January 23, 2017 at 1:51 pm #670464RedRoverRedRoverGuest
This reminded me of another scenario with my mom, that’s perhaps more analogous. When I was pregnant with my first, we were going through some of the stuff that she’d set aside from when my siblings and I were babies. Things that my grandmother had knitted, favourite outfits, etc. Well she brought out a pile of blankets, and then she showed me each one in turn to see if I wanted them. All except the last. Without thinking, I went “what about that one?” And she went “Oh, I love that one so much, Grandma made it for me, I didn’t want to give it”. That was her immediate reaction. Her next reaction, right after, was to say “Actually take it. It’s not doing any good sitting up in the closet, your baby should have it”. And of course I refused, I told her I don’t want to take it from her because she loves it so much. It ended with us feeling closer and more loving.
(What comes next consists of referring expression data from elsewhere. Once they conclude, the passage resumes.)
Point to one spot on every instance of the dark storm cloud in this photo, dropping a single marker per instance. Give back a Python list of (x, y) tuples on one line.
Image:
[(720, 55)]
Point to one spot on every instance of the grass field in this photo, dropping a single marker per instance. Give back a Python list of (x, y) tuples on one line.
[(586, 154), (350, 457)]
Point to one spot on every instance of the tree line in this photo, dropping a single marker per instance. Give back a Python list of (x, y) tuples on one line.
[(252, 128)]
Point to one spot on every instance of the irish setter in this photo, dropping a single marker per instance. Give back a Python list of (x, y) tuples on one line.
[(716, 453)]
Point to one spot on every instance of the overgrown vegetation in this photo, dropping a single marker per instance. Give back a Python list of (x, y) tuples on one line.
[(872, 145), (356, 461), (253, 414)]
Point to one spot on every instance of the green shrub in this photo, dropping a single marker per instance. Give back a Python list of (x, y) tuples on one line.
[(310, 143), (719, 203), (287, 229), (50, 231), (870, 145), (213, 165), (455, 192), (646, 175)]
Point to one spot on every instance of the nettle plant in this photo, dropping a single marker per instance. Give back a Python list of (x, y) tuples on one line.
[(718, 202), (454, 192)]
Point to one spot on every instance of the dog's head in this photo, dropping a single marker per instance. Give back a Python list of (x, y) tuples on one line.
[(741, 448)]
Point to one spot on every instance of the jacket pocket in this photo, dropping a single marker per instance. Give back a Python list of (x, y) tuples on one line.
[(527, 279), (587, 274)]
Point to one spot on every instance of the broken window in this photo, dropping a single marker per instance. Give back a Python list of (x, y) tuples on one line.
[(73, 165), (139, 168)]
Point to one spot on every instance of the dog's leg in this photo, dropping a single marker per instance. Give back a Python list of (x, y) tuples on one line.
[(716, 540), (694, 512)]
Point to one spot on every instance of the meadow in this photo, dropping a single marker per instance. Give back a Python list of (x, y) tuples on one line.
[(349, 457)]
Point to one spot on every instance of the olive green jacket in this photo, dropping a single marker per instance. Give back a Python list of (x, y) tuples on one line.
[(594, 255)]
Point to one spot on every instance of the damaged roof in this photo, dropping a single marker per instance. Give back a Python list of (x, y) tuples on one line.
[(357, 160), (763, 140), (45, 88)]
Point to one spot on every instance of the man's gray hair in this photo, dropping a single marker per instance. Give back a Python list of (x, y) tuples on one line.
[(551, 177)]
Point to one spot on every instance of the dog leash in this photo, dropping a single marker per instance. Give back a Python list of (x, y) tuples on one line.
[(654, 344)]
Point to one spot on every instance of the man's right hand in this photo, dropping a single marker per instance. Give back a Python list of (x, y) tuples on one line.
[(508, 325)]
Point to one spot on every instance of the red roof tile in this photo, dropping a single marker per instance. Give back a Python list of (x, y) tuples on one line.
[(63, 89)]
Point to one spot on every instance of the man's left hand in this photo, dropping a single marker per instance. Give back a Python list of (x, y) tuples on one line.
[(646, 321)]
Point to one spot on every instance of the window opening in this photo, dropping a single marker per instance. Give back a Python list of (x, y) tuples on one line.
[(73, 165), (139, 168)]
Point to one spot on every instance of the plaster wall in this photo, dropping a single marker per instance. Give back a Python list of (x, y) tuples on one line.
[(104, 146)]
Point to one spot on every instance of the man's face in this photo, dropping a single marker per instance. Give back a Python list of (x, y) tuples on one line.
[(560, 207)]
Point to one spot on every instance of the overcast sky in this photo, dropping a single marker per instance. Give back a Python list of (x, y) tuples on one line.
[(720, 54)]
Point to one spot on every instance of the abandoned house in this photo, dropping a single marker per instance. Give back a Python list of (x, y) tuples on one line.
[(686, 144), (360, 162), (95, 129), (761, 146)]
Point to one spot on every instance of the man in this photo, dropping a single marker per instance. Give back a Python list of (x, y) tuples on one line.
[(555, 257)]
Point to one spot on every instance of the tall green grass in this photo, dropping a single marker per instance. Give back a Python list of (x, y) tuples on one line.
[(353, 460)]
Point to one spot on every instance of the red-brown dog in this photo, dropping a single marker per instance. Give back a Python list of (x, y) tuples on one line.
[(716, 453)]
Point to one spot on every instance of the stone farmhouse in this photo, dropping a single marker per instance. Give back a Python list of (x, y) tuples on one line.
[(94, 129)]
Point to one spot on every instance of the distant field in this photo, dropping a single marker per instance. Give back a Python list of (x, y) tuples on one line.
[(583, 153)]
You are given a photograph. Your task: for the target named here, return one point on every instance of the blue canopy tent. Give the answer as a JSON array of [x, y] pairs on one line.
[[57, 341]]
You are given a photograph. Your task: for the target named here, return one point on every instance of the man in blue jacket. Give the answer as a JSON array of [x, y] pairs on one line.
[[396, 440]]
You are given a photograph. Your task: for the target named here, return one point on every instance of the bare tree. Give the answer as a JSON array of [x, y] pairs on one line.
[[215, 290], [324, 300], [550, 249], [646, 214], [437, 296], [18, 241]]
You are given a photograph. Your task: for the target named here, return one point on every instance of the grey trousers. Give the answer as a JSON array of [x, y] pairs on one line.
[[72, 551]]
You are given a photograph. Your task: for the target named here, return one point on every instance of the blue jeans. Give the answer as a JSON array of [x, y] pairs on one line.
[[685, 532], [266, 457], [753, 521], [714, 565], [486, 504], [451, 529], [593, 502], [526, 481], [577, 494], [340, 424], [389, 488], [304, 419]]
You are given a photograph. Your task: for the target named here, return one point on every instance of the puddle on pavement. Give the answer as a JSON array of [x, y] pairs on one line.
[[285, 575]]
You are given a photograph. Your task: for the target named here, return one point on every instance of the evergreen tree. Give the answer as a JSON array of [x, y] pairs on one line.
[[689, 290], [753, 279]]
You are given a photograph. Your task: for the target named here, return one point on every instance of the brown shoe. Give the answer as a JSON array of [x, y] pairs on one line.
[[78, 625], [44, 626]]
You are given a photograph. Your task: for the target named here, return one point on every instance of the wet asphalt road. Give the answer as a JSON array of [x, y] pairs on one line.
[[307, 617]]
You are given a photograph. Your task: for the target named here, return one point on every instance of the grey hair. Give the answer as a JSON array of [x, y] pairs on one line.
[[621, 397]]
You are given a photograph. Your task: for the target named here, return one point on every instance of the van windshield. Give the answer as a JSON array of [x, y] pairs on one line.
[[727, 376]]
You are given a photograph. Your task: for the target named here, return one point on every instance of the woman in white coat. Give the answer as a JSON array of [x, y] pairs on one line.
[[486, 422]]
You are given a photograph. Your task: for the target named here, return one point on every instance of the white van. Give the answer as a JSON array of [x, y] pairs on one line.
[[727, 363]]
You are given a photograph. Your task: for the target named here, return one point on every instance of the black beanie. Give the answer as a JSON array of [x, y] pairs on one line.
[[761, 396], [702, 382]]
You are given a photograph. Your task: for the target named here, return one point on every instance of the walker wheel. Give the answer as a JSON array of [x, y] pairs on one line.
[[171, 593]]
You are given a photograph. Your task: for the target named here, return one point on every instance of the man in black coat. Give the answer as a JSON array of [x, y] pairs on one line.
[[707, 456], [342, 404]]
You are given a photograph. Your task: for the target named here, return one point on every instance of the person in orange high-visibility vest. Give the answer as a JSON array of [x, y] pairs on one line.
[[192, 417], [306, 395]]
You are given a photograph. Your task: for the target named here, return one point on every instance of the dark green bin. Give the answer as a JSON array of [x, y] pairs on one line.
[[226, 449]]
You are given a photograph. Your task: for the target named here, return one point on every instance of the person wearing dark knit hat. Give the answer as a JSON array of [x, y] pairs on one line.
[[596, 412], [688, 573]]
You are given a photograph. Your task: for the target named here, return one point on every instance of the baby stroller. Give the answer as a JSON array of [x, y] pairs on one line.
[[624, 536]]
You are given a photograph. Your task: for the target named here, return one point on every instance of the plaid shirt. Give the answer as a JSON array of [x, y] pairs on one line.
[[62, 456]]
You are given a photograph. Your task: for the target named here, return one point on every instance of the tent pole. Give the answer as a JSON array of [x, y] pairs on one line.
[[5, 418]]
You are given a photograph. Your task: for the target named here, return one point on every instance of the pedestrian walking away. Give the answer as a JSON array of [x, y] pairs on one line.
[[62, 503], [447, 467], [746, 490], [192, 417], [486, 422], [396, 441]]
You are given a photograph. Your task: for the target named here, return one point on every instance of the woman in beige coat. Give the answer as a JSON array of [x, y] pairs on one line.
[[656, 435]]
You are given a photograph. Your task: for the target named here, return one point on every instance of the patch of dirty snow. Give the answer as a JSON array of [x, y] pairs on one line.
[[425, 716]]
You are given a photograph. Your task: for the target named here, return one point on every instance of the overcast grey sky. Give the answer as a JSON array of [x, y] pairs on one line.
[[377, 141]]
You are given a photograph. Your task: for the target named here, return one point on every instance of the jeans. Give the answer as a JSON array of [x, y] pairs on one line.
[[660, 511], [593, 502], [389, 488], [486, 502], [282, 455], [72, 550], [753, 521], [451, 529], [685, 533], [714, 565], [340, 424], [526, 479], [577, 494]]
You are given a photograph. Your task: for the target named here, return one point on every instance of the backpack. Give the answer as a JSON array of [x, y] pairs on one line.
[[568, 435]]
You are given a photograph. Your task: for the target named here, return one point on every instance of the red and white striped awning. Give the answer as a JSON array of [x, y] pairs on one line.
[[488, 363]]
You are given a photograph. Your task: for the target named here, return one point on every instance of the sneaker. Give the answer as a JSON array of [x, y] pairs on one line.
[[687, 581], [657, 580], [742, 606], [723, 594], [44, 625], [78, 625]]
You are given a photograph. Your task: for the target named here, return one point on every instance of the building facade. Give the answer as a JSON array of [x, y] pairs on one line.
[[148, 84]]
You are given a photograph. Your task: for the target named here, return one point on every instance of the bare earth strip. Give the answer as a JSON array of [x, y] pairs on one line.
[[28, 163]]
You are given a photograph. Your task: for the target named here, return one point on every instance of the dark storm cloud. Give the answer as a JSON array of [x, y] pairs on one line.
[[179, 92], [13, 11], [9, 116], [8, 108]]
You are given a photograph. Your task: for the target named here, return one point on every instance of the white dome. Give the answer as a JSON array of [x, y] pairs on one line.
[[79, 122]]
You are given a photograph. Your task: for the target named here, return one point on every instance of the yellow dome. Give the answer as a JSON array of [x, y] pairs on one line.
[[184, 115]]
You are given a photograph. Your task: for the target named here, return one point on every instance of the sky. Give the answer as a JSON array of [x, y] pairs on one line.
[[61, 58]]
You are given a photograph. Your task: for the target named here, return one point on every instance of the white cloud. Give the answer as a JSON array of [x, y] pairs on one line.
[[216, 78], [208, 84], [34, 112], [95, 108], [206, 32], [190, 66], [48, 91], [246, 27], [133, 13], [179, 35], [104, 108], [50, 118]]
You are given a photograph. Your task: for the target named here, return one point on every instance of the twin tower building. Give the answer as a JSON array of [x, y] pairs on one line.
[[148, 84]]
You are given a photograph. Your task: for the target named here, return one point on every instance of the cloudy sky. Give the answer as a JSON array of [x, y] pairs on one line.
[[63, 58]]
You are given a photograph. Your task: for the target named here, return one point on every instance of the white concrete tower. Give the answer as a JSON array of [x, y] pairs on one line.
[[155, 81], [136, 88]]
I think if she had a ring she’d never worn and I asked about it, the exact same thing would happen. And I didn’t want the blanket because I felt “entitled” to my mom’s belongings. I wanted it because my grandma had made it and it has personal meaning to me as well. Which I think is what TheHizzy is getting at with the ring. I understand it’s a sign of her mom’s marriage, but it’s also a sign of the marriage that produced TheHizzy, and a sign of her parents’ love for each other and successful relationship. If it’s been sitting in a jewellery box for 20 years, it’s certainly possible that her mom isn’t attached to it anymore. Her mom might be happy to see it on her daughter’s hand, rather than sitting in the box for 50 more years.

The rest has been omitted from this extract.